De acordo com pt.wedoany.com-A República Democrática do Congo está a reforçar o seu controlo sobre o mercado global de cobalto através de restrições à exportação, redução de stocks e aumento de preços, ao mesmo tempo que tenta reduzir a dependência de operadores chineses e abrir portas a investidores ocidentais, como os Estados Unidos.
A RDC implementou restrições à exportação de cobalto em fevereiro do ano passado e, em outubro, substituiu a proibição total por um sistema de quotas. Devido a problemas operacionais iniciais do novo sistema administrativo, as remessas só começaram a recuperar no início deste ano. De acordo com dados alfandegários compilados pelo World Bureau of Metal Statistics, o seu maior comprador, a China, importou apenas 5.000 toneladas métricas de cobalto entre janeiro e abril deste ano, enquanto no mesmo período de 2025 importou perto de 200.000 toneladas. O excesso de stocks acumulado nos anos anteriores aliviou temporariamente o impacto na oferta. Até agora este ano, o preço do cobalto metálico manteve-se estável, mas os 26 dólares por libra representam mais do dobro do valor registado antes da suspensão das exportações no início do ano passado.
A cadeia de abastecimento está a tornar-se mais tensa. O preço a pagar pelo hidróxido de cobalto continua a subir, igualando ou mesmo superando o preço do metal. A analista Ying Lu, da consultora Project Blue, salienta que esta inversão de preços está a remodelar a cadeia de abastecimento, com as fundições a utilizarem mais metal para produzir sulfato. A Project Blue acrescenta que não se trata de uma anomalia temporária; o mercado está a atribuir um prémio estrutural à obtenção de unidades de cobalto de origem da RDC.

Com Kinshasa a abrir-se ao investimento americano, as fundições chinesas poderão enfrentar uma concorrência mais acirrada. O acordo mediado pelos EUA em junho do ano passado entre a RDC e o Ruanda baseia-se na riqueza mineral deste último.

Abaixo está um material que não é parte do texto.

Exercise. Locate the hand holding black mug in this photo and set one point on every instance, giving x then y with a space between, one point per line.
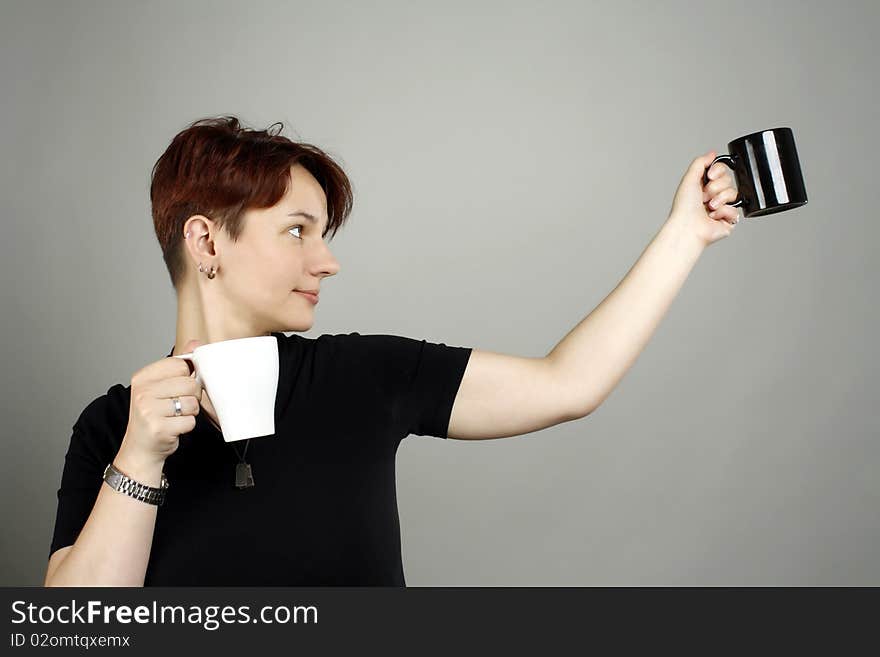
767 171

Dois anúncios recentes indicam que o acordo já entrou em vigor. A Virtus Minerals adquiriu em maio a mina privada de cobre e cobalto Chemaf, com planos de retomar as operações. A entidade estatal Entreprise Generale du Cobalt (EGC) assinou memorandos de entendimento com a Trafigura e a startup americana EVelution para fornecer matéria-prima a uma nova refinaria de cobalto que esta pretende construir no Arizona. O Caminho-de-Ferro do Atlântico Lobito (Lobito Atlantic Railway), apoiado pelos EUA, oferece uma rota de exportação alternativa para os operadores ocidentais.

O principal desafio da EGC é garantir que os produtos de mineração artesanal e de pequena escala (ASM) fornecidos aos parceiros ocidentais sejam eticamente conformes. A nova joint venture da EGC com o trader Mercuria visa estabelecer um "padrão ouro" para a mineração responsável de cobalto ASM no distrito mineiro de Kasulo.
Uma série de eventos reforçou ainda mais a influência da RDC no mercado. Após as sanções dos EUA forçarem a Sherritt International a encerrar a sua joint venture em Cuba, as perspetivas da sua refinaria canadiana são incertas; a operação de níquel e cobalto Ambatovy em Madagáscar, danificada por um ciclone, está a passar por uma mudança de propriedade; e as refinarias de níquel na Indonésia também estão sob pressão devido a quotas de mineração e problemas de aquisição de ácido sulfúrico. Atualmente, a RDC já representa mais de 70% da oferta global de minas e está a usar esse poder para redefinir o mercado de cobalto e a sua posição estratégica na corrida global por minerais críticos.